The latest delays for the Sony PS3 are reportedly caused by problems with getting parts for the Blu-Ray DVD players that are to be part of the package. And now Sony says that they are only going to ship 100,000 units for the entire USA in November. How many stores will be carrying it? If each one takes a unit as a floor model, there goes a large portion of the month’s shipments. And there goes Blu-Ray’s hopes of quickly establishing a large market for Blu-Ray discs. The competing HD DVD has an advantage in speed to market (and lower cost) which could translate into a larger installed base, at least at the start.
But speed to market is not a guarantee for success; just look at the history of DVD-RAM versus DVD+/-RW on the computer side. However, a new development has cropped up that may be the tipping point for HD DVD’s eventual success.
Memory-Tech and Toshiba have announced the development of a new three-layer disc format. One layer of this single-sided disc can be standard DVD format, and another can be the new high-density HD-DVD format. And the third layer can be a second layer of either the DVD or the HD-DVD format, depending on the content producer’s choice.
What does this mean? It means that you can take this one disc and either drop it into a standard DVD player — for a standard definition playback — or into an HD-DVD player for a high-def version of the content.

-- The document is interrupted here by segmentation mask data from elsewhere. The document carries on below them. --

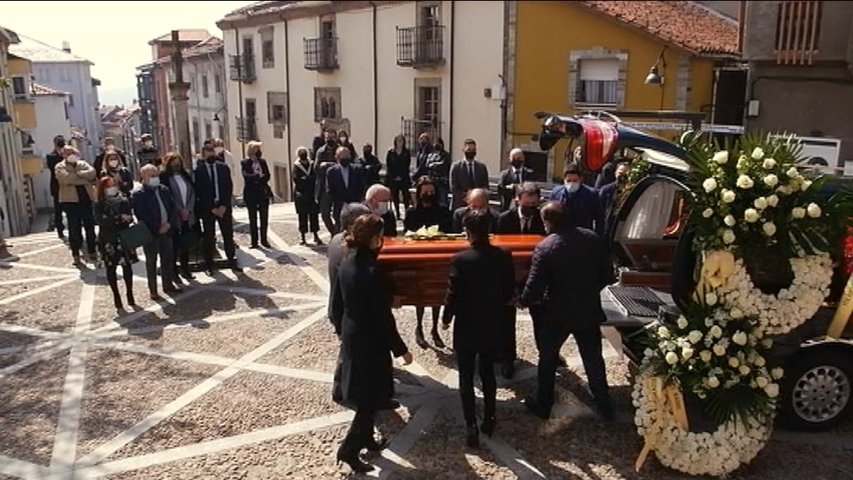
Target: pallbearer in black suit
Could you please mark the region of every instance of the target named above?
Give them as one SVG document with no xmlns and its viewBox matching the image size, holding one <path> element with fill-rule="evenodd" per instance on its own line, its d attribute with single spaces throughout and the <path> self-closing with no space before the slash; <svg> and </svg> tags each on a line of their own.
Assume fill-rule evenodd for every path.
<svg viewBox="0 0 853 480">
<path fill-rule="evenodd" d="M 474 210 L 465 217 L 465 232 L 471 248 L 457 253 L 450 261 L 450 282 L 445 301 L 444 328 L 453 327 L 453 350 L 459 368 L 459 394 L 467 426 L 468 446 L 479 446 L 474 409 L 474 367 L 479 360 L 483 384 L 483 423 L 488 436 L 495 429 L 494 359 L 500 339 L 493 335 L 495 322 L 504 306 L 513 299 L 515 274 L 509 252 L 489 243 L 489 214 Z"/>
<path fill-rule="evenodd" d="M 391 189 L 381 183 L 374 183 L 364 194 L 364 206 L 372 213 L 379 215 L 382 219 L 382 235 L 386 237 L 397 236 L 397 217 L 391 210 Z"/>
<path fill-rule="evenodd" d="M 504 235 L 545 235 L 545 225 L 539 215 L 539 187 L 533 182 L 525 182 L 517 187 L 516 206 L 502 213 L 498 218 L 498 232 Z M 524 288 L 524 284 L 517 286 Z M 515 375 L 515 305 L 504 309 L 504 321 L 501 325 L 503 348 L 501 349 L 501 375 L 512 378 Z"/>
<path fill-rule="evenodd" d="M 449 233 L 452 226 L 450 210 L 438 203 L 437 186 L 432 177 L 422 176 L 415 185 L 415 206 L 406 210 L 403 226 L 408 232 L 416 232 L 423 227 L 438 226 L 440 232 Z M 438 334 L 438 319 L 441 305 L 432 307 L 432 341 L 438 348 L 444 348 L 441 335 Z M 418 326 L 415 327 L 415 342 L 421 348 L 429 347 L 424 338 L 424 307 L 415 307 Z"/>
<path fill-rule="evenodd" d="M 453 211 L 453 233 L 462 233 L 465 225 L 462 223 L 465 220 L 465 215 L 473 210 L 483 210 L 489 213 L 491 225 L 489 231 L 496 231 L 498 228 L 498 217 L 500 213 L 489 206 L 489 190 L 485 188 L 475 188 L 468 192 L 465 199 L 466 206 L 459 207 Z"/>
<path fill-rule="evenodd" d="M 376 261 L 382 249 L 382 220 L 362 215 L 346 236 L 355 250 L 338 270 L 332 286 L 332 325 L 341 337 L 341 401 L 356 407 L 349 432 L 337 459 L 356 472 L 373 466 L 359 458 L 362 448 L 381 450 L 385 442 L 373 438 L 377 410 L 394 393 L 391 354 L 412 362 L 391 313 L 391 288 Z"/>
<path fill-rule="evenodd" d="M 204 230 L 204 262 L 208 273 L 213 272 L 213 250 L 216 248 L 216 224 L 222 233 L 225 244 L 225 256 L 231 269 L 240 272 L 237 266 L 234 248 L 234 223 L 231 217 L 231 195 L 234 184 L 231 182 L 231 170 L 224 163 L 216 161 L 216 152 L 212 146 L 201 149 L 204 162 L 195 168 L 196 213 L 201 218 Z"/>
<path fill-rule="evenodd" d="M 513 148 L 509 152 L 510 167 L 501 172 L 498 180 L 498 194 L 501 196 L 501 209 L 506 211 L 515 206 L 516 190 L 524 182 L 533 181 L 533 170 L 524 166 L 524 152 Z"/>
<path fill-rule="evenodd" d="M 272 190 L 270 190 L 270 167 L 263 158 L 262 147 L 261 142 L 249 142 L 246 147 L 246 154 L 249 158 L 243 160 L 241 164 L 244 181 L 243 201 L 246 202 L 246 209 L 249 210 L 252 248 L 258 248 L 259 236 L 261 245 L 270 248 L 270 242 L 267 241 L 267 226 L 270 217 Z M 258 216 L 260 216 L 261 221 L 260 227 L 258 226 Z"/>
<path fill-rule="evenodd" d="M 609 257 L 604 243 L 592 230 L 573 226 L 566 207 L 551 201 L 542 207 L 542 220 L 550 235 L 533 250 L 521 304 L 537 307 L 533 328 L 539 349 L 536 395 L 525 405 L 547 419 L 554 405 L 554 376 L 560 348 L 575 337 L 596 407 L 605 418 L 613 415 L 607 374 L 601 355 L 601 289 L 607 284 Z"/>
<path fill-rule="evenodd" d="M 296 192 L 296 215 L 299 217 L 299 234 L 302 236 L 300 245 L 306 245 L 305 234 L 310 223 L 314 243 L 322 245 L 323 241 L 317 232 L 320 230 L 320 212 L 314 198 L 314 188 L 317 186 L 317 175 L 314 165 L 308 159 L 308 149 L 296 149 L 296 162 L 293 163 L 293 185 Z M 310 222 L 309 222 L 310 221 Z"/>
<path fill-rule="evenodd" d="M 332 200 L 332 221 L 335 232 L 341 231 L 341 208 L 344 204 L 357 202 L 364 195 L 364 175 L 347 147 L 335 150 L 337 163 L 326 170 L 326 188 Z"/>
</svg>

Why is this important? It means that consumers and video rental stores will only have to buy one disc that supports both versions. If the consumer has a DVD player and later upgrades, then the investment in these dual-format discs will not be wasted.
Memory-Tech and Toshiba are taking this new format to the DVD Forum for approval. I’m not aware of anything equivalent on the Blu-Ray side of things, and I’m not sure that it’s possible to create a single-sided disc that is compatible with both DVD and Blu-Ray. If this new format is approved and can be manufactured without adding a premium to the normal HD DVD disc prices, then this could be the deciding factor in the contest between HD DVD and Blu-Ray.